Minden observes 67th National Day of Prayer
City and parish officials, students, pastors, and residents turned out to First Baptist Church Minden yesterday to participate in the 67th annual observance of the National Day of Prayer.
Leland Crawford, senior pastor of First Baptist Church, was joined by pastors Robby Dale Williams of Saint Rest Baptist Church and Richard Methvin of Fryeburg Baptist Church as they led attendees in prayer for American government, churches, families, and more.
Since 1983, the National Day of Prayer Task Force, a privately funded organization, has been organizing, coordinating, and presiding over the day of prayer. For 2018, the task force adopted the theme “Pray for America – UNITY.” The theme verse set by the task force is Ephesians 4:3: “Making every effort to keep the unity of the Spirit through the bond of peace.”

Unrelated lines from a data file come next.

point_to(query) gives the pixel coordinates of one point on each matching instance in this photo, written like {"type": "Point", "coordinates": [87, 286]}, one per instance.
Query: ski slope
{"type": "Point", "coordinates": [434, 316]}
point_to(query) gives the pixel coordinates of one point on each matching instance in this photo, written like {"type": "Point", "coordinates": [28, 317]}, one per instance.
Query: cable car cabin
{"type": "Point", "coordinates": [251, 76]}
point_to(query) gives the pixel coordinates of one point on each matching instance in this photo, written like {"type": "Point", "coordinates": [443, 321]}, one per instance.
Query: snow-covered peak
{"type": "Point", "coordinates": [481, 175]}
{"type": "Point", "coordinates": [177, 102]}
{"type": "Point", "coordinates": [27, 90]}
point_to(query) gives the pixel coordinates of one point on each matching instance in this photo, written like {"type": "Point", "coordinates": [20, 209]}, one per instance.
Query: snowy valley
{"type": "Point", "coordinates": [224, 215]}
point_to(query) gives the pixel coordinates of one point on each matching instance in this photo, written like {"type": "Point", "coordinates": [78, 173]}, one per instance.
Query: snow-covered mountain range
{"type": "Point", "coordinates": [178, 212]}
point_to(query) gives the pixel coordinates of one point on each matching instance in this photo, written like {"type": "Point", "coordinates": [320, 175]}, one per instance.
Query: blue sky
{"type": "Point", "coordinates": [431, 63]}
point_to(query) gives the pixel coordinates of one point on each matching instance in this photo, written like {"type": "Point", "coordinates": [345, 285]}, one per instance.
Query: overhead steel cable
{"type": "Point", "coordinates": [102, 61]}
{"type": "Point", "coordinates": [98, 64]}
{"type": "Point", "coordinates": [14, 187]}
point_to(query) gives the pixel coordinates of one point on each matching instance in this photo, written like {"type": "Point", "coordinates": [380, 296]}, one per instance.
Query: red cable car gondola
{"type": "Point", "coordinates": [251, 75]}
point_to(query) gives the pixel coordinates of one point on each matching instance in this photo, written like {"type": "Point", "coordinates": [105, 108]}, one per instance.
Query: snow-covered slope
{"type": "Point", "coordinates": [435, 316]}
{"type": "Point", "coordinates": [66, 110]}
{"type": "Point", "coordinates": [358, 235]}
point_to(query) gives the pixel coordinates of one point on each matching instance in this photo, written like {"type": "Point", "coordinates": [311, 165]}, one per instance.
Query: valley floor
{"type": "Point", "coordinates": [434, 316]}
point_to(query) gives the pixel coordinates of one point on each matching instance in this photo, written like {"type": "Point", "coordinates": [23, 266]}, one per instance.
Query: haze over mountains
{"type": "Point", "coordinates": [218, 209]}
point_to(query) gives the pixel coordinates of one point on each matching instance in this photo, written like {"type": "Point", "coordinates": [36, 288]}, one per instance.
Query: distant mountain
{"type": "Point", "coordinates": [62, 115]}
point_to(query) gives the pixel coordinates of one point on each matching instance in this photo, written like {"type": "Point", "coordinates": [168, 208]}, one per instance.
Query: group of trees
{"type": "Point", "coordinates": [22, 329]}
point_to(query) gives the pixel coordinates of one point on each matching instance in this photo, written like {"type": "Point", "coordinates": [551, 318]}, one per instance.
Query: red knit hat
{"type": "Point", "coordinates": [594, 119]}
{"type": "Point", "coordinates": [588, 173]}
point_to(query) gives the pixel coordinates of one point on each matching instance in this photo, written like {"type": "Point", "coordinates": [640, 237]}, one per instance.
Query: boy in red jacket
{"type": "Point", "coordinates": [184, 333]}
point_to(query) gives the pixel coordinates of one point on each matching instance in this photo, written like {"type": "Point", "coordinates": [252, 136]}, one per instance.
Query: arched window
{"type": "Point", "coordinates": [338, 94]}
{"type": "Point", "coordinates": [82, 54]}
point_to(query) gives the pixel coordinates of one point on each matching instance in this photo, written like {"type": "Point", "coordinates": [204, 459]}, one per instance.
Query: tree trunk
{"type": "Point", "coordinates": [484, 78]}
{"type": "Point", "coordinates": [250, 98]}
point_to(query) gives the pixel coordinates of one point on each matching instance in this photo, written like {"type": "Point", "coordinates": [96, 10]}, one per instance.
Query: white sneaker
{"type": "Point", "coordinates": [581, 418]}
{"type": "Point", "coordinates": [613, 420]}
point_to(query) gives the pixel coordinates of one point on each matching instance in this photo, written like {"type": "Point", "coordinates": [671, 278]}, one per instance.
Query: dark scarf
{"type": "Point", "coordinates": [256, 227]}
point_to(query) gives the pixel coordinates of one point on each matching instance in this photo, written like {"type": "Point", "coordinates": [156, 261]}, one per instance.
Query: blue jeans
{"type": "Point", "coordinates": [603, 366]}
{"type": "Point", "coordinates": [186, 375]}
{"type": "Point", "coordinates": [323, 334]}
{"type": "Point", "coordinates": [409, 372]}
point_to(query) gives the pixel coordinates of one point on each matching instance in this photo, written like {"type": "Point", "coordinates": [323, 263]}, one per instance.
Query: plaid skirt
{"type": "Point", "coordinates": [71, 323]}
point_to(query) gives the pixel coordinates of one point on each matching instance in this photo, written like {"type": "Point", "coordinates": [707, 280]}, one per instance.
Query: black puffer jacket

With this theme in mind, much of the prayer at the Minden event was for American elected officials, from the city to national level. Williams said it was important for people of all backgrounds to come together and pray for God to tear down barriers between peoples.
“We need a spark to get some things going in a positive direction as it relates to conquering the divide we have in Minden,” he said. “I’m not just talking racial divide, I’m talking economic divide, I’m talking political divide.
Prayer will help us bring about some harmony and some unity in our city.”
The First Baptist Voices of Praise choir opened the event with a medley of hymns, and the Minden High School Jr. ROTC presented the colors before prayer time began.
The first national day of prayer in America was called by the First Continental Congress as the new nation was moving toward independence. In 1863, President Abraham Lincoln called for a national day of prayer as the Civil War was coming to an end, appealing for “malice toward none, with charity for all… to bind the nation’s wounds.”
An annual day of prayer was first signed into law by President Harry Truman in 1952, and in 1988 Ronald Reagan set the day as the first Thursday of every May.
A full history of the National Day of Prayer, written by Pamela Davis, can be read in the Monday, April 30 edition of the Press-Herald.
Williams said the church, locally and nationally, needs to become the driving force for communities that it has often been throughout history.
“Government is important, it’s strategic, but the church of God throughout the annals of time has brought forth the change in the community,” he said. “I believe when Christians get together and pray, the Lord has promised to give an answer. If we’re going to move the world, if we’re going to change the dynamics of the world, then we do it through the power of prayer.”